Poverty concentration—the extent to which poor New Yorkers are living in neighborhoods with other poor New Yorkers—increased in New York City between 2006-2010 and 2011-2015, though remained below its 2000 levels. 

  • In 2015, about 27.5% of New York City neighborhoods were low-poverty (poverty rate of zero to 10%); 52.8% were moderate-poverty (poverty rate between 10% and 30%); 11% were high-poverty (poverty rate between 30% and 40%); and 8.7% were extreme-poverty (poverty rate over 40%).
  • The share of poor New Yorkers living in extreme-poverty neighborhoods fell between 2000 (25.4%) and 2006-2010 (19.4%), but has risen since then (23.5% in 2011-2015).

Between 2006-2010 and 2011-2015, over 17% of neighborhoods saw a 10 percentage point increase in their poverty rate.

  • 64 neighborhoods in New York City (home to 2.6% of the population – about 216,000 New Yorkers) saw a decrease in their poverty rate of 10 percentage points or more; 356 neighborhoods (home to 16.5% of the population – about 1,366,000 New Yorkers) experienced an increase in their poverty rates of 10 percentage points or more.

Neighborhood conditions vary significantly based on the level of poverty in a neighborhood.

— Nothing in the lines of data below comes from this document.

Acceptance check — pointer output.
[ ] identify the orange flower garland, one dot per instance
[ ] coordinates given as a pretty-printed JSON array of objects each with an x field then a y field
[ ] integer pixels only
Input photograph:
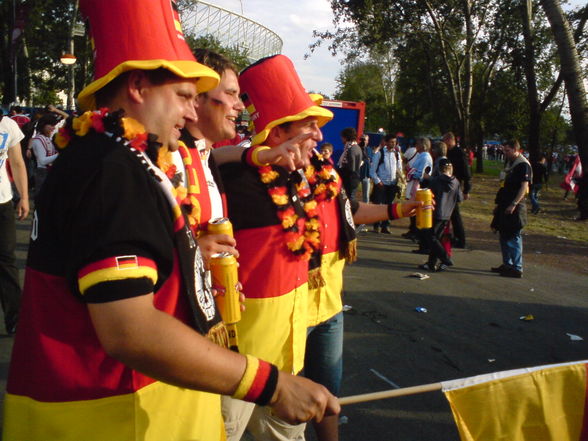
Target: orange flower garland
[{"x": 318, "y": 183}]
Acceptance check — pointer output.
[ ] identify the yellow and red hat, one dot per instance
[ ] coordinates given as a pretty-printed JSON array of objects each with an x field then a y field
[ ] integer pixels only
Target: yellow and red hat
[
  {"x": 128, "y": 35},
  {"x": 273, "y": 94}
]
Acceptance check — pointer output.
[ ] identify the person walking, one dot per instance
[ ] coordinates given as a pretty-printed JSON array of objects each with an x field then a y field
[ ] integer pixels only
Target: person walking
[
  {"x": 510, "y": 213},
  {"x": 461, "y": 170}
]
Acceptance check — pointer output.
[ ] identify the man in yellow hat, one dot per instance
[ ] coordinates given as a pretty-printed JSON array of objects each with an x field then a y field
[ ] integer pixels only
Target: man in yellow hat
[
  {"x": 288, "y": 225},
  {"x": 118, "y": 330}
]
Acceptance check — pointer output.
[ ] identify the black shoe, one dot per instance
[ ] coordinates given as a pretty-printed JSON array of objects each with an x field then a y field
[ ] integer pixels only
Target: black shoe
[
  {"x": 427, "y": 267},
  {"x": 511, "y": 272},
  {"x": 498, "y": 269}
]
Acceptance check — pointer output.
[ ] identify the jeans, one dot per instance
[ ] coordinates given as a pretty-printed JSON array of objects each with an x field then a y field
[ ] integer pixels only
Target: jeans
[
  {"x": 535, "y": 189},
  {"x": 323, "y": 362},
  {"x": 9, "y": 284},
  {"x": 512, "y": 251},
  {"x": 384, "y": 194},
  {"x": 365, "y": 189},
  {"x": 458, "y": 229},
  {"x": 437, "y": 250}
]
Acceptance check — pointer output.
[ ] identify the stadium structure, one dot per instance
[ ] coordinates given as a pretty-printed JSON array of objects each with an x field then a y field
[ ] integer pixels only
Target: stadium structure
[{"x": 230, "y": 29}]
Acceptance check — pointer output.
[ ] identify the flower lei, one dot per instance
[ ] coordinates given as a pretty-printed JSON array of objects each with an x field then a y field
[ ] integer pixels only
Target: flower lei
[
  {"x": 104, "y": 121},
  {"x": 318, "y": 183}
]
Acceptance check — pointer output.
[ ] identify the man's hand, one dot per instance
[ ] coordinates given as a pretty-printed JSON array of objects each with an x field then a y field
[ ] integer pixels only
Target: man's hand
[
  {"x": 22, "y": 209},
  {"x": 298, "y": 399},
  {"x": 211, "y": 244},
  {"x": 409, "y": 208},
  {"x": 292, "y": 154}
]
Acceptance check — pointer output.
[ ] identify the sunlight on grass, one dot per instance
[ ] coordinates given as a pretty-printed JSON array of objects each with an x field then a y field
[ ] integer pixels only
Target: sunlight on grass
[{"x": 555, "y": 219}]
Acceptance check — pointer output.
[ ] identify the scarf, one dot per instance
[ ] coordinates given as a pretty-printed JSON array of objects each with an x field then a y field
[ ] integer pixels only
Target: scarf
[{"x": 131, "y": 135}]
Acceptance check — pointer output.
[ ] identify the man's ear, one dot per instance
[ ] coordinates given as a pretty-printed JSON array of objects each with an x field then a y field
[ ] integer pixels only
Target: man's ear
[
  {"x": 275, "y": 136},
  {"x": 137, "y": 82}
]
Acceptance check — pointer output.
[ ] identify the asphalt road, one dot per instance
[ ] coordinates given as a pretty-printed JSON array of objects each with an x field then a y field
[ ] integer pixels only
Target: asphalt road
[{"x": 472, "y": 327}]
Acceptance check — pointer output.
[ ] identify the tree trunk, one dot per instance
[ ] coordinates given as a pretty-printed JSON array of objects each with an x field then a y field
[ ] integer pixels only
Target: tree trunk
[
  {"x": 532, "y": 96},
  {"x": 572, "y": 75}
]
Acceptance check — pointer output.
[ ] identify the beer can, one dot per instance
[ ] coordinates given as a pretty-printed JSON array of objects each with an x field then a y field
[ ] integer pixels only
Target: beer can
[
  {"x": 220, "y": 225},
  {"x": 424, "y": 216},
  {"x": 223, "y": 268}
]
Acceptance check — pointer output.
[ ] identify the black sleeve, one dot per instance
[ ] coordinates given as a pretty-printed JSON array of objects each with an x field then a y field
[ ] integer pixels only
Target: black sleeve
[{"x": 120, "y": 234}]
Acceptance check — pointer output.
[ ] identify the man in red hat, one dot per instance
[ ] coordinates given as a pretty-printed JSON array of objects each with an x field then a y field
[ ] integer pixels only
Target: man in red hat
[
  {"x": 118, "y": 330},
  {"x": 293, "y": 230}
]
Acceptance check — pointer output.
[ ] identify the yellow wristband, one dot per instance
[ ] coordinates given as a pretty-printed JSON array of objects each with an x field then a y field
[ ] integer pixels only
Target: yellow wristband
[
  {"x": 248, "y": 377},
  {"x": 255, "y": 153}
]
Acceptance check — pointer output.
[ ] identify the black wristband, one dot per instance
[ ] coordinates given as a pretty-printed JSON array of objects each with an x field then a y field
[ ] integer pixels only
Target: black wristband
[{"x": 269, "y": 388}]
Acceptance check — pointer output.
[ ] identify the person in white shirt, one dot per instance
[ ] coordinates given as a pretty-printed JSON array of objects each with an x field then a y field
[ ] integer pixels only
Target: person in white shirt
[
  {"x": 385, "y": 167},
  {"x": 43, "y": 149},
  {"x": 10, "y": 137}
]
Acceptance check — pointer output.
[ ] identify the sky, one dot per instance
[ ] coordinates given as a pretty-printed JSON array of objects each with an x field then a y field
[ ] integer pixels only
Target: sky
[{"x": 294, "y": 22}]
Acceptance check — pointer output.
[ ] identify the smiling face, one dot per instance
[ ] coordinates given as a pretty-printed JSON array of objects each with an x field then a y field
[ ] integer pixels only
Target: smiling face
[
  {"x": 167, "y": 107},
  {"x": 219, "y": 108}
]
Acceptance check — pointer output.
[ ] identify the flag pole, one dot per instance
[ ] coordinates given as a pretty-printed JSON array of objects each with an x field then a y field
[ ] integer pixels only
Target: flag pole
[{"x": 390, "y": 393}]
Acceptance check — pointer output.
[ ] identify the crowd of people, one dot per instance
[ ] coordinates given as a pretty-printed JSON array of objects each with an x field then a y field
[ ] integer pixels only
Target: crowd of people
[{"x": 118, "y": 333}]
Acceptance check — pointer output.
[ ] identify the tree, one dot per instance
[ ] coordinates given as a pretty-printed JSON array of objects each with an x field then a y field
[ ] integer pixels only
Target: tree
[{"x": 573, "y": 78}]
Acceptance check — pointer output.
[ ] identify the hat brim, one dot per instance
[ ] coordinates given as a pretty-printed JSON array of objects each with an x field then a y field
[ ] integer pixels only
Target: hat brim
[
  {"x": 206, "y": 78},
  {"x": 322, "y": 115}
]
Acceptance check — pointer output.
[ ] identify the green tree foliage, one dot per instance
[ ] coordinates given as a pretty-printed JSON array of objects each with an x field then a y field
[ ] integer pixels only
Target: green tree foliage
[
  {"x": 236, "y": 54},
  {"x": 46, "y": 30}
]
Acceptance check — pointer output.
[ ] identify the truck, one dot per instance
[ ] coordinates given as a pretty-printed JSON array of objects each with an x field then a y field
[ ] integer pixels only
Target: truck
[{"x": 346, "y": 114}]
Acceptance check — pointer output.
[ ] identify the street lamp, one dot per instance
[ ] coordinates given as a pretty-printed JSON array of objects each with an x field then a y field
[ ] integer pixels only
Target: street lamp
[{"x": 69, "y": 59}]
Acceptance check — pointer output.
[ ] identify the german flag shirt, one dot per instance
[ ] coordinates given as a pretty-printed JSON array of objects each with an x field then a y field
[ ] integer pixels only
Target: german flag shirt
[{"x": 102, "y": 231}]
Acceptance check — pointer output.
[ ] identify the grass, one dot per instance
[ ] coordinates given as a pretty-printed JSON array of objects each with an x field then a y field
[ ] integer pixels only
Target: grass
[{"x": 556, "y": 218}]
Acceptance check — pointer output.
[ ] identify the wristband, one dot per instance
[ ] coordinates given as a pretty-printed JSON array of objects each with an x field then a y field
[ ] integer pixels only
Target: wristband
[
  {"x": 258, "y": 383},
  {"x": 395, "y": 211},
  {"x": 251, "y": 155}
]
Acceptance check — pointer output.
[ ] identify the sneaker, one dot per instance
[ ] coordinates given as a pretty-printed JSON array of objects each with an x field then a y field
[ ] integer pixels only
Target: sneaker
[
  {"x": 498, "y": 269},
  {"x": 426, "y": 267},
  {"x": 511, "y": 272}
]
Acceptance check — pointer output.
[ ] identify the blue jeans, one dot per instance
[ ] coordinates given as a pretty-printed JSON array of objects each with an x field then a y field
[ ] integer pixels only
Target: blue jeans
[
  {"x": 512, "y": 251},
  {"x": 535, "y": 189},
  {"x": 365, "y": 189},
  {"x": 323, "y": 362}
]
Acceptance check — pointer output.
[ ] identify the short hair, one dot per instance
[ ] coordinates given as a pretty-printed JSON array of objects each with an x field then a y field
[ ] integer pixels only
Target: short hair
[
  {"x": 425, "y": 142},
  {"x": 217, "y": 62},
  {"x": 513, "y": 144},
  {"x": 449, "y": 135},
  {"x": 349, "y": 134},
  {"x": 155, "y": 76},
  {"x": 47, "y": 119},
  {"x": 446, "y": 167},
  {"x": 440, "y": 148}
]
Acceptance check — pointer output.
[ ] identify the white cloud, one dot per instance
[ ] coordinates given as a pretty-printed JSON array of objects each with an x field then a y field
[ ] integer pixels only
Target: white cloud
[{"x": 294, "y": 22}]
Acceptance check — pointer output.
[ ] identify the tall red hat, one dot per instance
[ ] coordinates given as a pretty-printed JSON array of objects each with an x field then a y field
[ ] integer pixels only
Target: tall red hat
[
  {"x": 131, "y": 34},
  {"x": 273, "y": 94}
]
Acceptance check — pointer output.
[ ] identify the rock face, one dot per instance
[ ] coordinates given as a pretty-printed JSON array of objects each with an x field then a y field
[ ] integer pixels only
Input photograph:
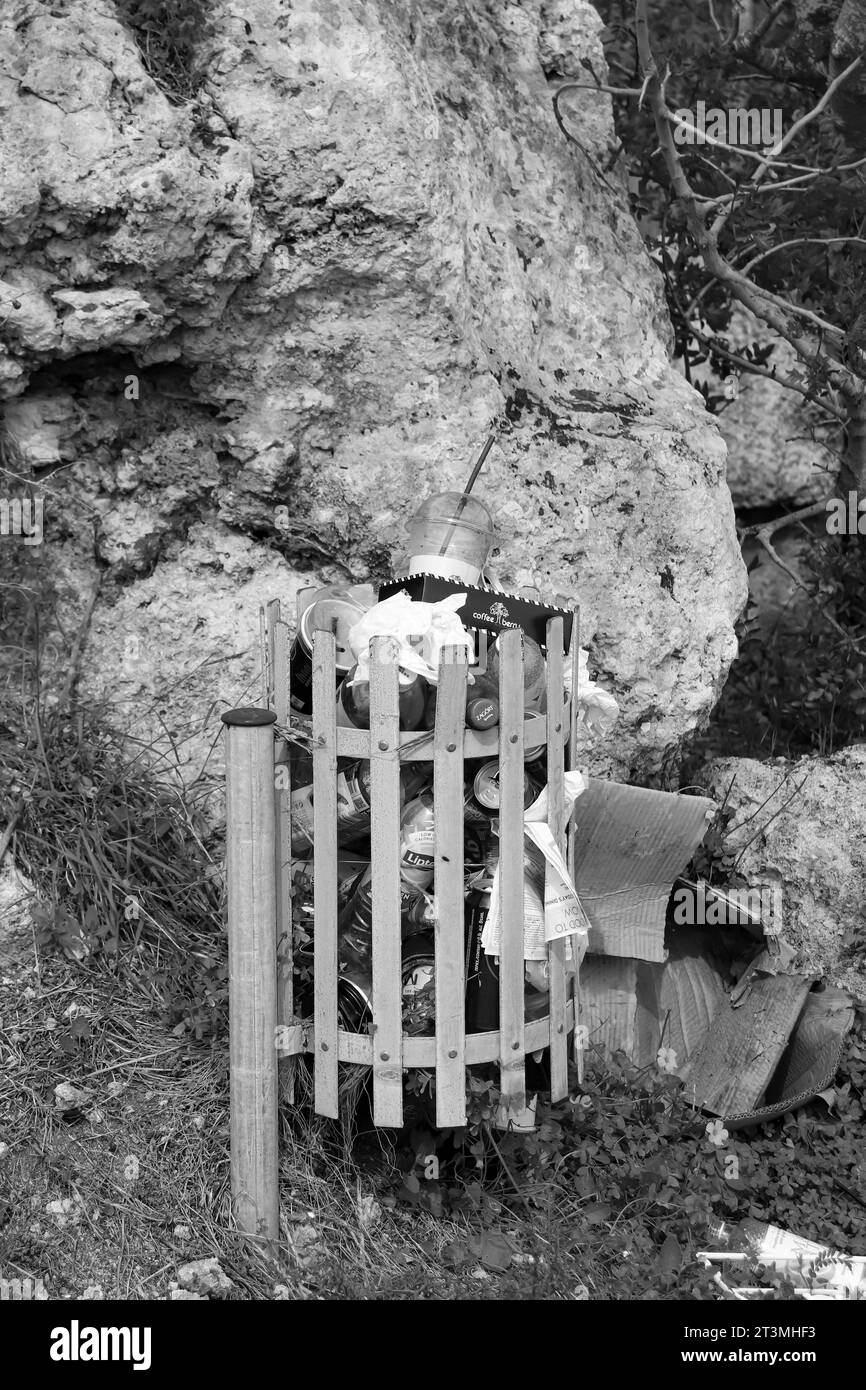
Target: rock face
[
  {"x": 809, "y": 834},
  {"x": 248, "y": 330}
]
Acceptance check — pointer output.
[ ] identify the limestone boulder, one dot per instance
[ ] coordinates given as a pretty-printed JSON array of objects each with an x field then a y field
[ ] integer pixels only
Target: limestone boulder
[{"x": 264, "y": 316}]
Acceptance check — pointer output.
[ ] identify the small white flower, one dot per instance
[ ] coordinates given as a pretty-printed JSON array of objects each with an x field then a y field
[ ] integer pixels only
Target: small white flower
[{"x": 716, "y": 1133}]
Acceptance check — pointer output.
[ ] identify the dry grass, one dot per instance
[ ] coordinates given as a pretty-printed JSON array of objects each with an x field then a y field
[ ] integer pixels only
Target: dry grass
[{"x": 141, "y": 1159}]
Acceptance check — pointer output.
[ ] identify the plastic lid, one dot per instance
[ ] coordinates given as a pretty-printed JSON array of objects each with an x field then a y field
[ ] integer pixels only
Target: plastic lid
[{"x": 446, "y": 506}]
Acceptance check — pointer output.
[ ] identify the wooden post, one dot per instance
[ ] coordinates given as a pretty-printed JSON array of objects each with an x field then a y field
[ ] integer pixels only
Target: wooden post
[
  {"x": 512, "y": 1034},
  {"x": 578, "y": 1026},
  {"x": 449, "y": 908},
  {"x": 252, "y": 969},
  {"x": 556, "y": 820},
  {"x": 325, "y": 951},
  {"x": 385, "y": 866}
]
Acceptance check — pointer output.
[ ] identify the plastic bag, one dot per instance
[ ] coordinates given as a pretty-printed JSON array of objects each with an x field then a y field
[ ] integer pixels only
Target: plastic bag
[
  {"x": 563, "y": 915},
  {"x": 420, "y": 631},
  {"x": 597, "y": 708}
]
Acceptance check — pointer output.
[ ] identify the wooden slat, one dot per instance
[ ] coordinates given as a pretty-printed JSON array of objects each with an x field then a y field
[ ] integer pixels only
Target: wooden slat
[
  {"x": 449, "y": 933},
  {"x": 385, "y": 859},
  {"x": 417, "y": 1051},
  {"x": 278, "y": 683},
  {"x": 249, "y": 848},
  {"x": 263, "y": 658},
  {"x": 324, "y": 881},
  {"x": 580, "y": 1032},
  {"x": 477, "y": 742},
  {"x": 556, "y": 820},
  {"x": 512, "y": 1051}
]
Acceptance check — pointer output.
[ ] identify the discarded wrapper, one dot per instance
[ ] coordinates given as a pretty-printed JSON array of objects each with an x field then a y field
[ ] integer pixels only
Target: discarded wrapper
[
  {"x": 420, "y": 631},
  {"x": 805, "y": 1262},
  {"x": 563, "y": 915}
]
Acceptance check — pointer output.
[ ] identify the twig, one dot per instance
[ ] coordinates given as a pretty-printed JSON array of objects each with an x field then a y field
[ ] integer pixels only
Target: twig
[
  {"x": 799, "y": 241},
  {"x": 762, "y": 829}
]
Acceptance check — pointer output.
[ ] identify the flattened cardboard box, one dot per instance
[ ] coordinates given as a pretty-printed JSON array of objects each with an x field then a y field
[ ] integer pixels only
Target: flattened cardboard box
[{"x": 630, "y": 845}]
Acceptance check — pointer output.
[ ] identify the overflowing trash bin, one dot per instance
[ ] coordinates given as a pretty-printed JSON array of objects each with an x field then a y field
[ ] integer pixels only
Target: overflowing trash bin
[{"x": 412, "y": 877}]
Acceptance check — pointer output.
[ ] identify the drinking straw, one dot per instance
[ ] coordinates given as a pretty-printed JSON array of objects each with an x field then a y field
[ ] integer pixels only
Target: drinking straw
[{"x": 466, "y": 491}]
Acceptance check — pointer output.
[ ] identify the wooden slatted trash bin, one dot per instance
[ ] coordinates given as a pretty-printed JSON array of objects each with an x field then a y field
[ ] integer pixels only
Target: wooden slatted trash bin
[{"x": 385, "y": 1047}]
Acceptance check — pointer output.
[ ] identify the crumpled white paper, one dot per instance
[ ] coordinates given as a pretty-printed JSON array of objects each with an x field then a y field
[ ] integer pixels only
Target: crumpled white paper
[
  {"x": 420, "y": 631},
  {"x": 597, "y": 708},
  {"x": 563, "y": 915}
]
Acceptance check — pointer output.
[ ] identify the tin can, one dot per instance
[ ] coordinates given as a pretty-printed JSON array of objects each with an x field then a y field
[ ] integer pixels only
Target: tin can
[
  {"x": 485, "y": 787},
  {"x": 335, "y": 609},
  {"x": 355, "y": 1000},
  {"x": 419, "y": 986}
]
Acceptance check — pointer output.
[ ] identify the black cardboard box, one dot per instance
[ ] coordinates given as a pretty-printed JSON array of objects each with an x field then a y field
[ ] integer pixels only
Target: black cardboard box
[{"x": 484, "y": 609}]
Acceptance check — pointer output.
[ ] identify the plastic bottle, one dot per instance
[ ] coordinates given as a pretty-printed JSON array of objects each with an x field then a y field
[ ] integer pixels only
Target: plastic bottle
[
  {"x": 352, "y": 805},
  {"x": 353, "y": 701},
  {"x": 451, "y": 535},
  {"x": 419, "y": 840}
]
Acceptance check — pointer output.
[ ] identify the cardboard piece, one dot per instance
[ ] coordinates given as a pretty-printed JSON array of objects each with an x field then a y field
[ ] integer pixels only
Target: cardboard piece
[
  {"x": 630, "y": 847},
  {"x": 740, "y": 1052},
  {"x": 811, "y": 1058},
  {"x": 638, "y": 1007},
  {"x": 484, "y": 609}
]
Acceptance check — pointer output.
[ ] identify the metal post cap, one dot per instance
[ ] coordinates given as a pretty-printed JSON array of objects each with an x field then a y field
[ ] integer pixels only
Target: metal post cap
[{"x": 248, "y": 716}]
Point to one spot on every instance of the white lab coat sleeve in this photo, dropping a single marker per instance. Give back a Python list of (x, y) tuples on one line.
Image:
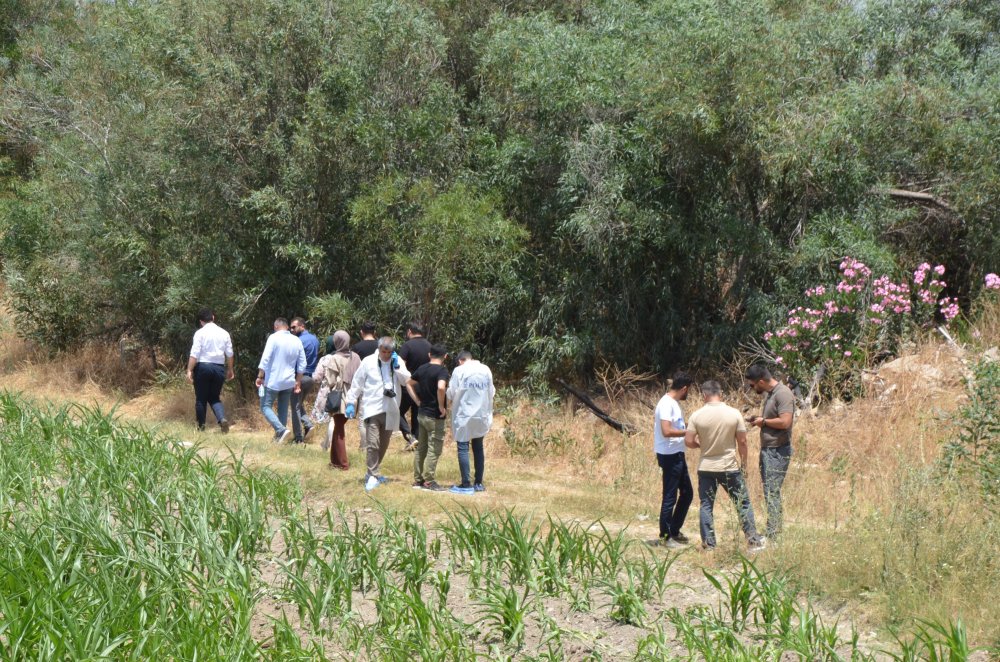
[(357, 386)]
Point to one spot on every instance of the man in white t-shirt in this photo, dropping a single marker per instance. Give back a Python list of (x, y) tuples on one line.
[(210, 365), (378, 385), (668, 444)]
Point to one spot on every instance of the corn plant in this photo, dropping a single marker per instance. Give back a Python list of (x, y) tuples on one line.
[(627, 606), (505, 611), (933, 642)]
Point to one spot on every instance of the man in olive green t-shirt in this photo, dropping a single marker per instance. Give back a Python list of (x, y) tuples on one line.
[(720, 432), (775, 423)]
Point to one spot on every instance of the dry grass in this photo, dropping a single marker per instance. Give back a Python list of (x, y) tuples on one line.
[(985, 330), (869, 523)]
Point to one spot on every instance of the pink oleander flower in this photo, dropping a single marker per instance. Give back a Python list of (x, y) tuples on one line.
[(949, 308)]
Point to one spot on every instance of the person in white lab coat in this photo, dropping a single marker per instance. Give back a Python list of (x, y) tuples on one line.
[(378, 384), (470, 396)]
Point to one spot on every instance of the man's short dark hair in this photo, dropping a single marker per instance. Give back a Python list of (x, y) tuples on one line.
[(757, 372), (680, 380), (711, 387)]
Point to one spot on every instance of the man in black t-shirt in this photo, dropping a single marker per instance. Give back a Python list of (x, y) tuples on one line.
[(427, 387), (414, 353), (368, 344)]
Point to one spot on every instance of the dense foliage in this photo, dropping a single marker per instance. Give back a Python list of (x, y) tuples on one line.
[(645, 182)]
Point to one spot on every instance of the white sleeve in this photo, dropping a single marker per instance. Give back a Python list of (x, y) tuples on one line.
[(196, 345), (357, 385)]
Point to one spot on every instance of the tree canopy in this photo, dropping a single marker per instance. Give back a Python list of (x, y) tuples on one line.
[(552, 182)]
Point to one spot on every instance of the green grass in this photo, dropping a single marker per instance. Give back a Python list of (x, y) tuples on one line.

Higher poverty neighborhoods have higher violent crime rates, poorer performing schools, and fewer adults who are college educated.

  • In 2011-2015, high- and extreme-poverty neighborhoods experienced more than three times as much serious violent crime as low-poverty neighborhoods (7.5 serious violent crimes per 1,000 residents versus 2.2 serious violent crimes per 1,000 residents). 
  • 52% of residents aged 25 or older in low-poverty neighborhoods had a college degree compared to 13% in extreme-poverty areas.

Poor black and Hispanic New Yorkers are much more likely to live in higher poverty neighborhoods than poor white and Asian New Yorkers.

  • Over half of poor black and poor Hispanic New Yorkers lived in a high- or extreme-poverty neighborhood in 2011-2015. About 23 percent of poor Asian New Yorkers and about 30 percent of poor white New Yorkers lived in a high- or extreme-poverty neighborhood in 2011-2015.
  • While more than half of fourth grade students in 2014 performed at grade level in math in low poverty neighborhoods, a quarter or less were at grade level in schools in high- and extreme-poverty neighborhoods.  There are similar disparities for English language tests.

Children are more likely to live in higher poverty neighborhoods than adults or seniors.

  • 30% of all children in New York City lived in a high- or extreme-poverty neighborhood in 2011-2015. 54.1% of poor children in New York City lived in a high- or extreme-poverty neighborhood in 2011-2015.
  • Children were the least likely to live in low poverty neighborhoods (21% of children live in a low-poverty neighborhood).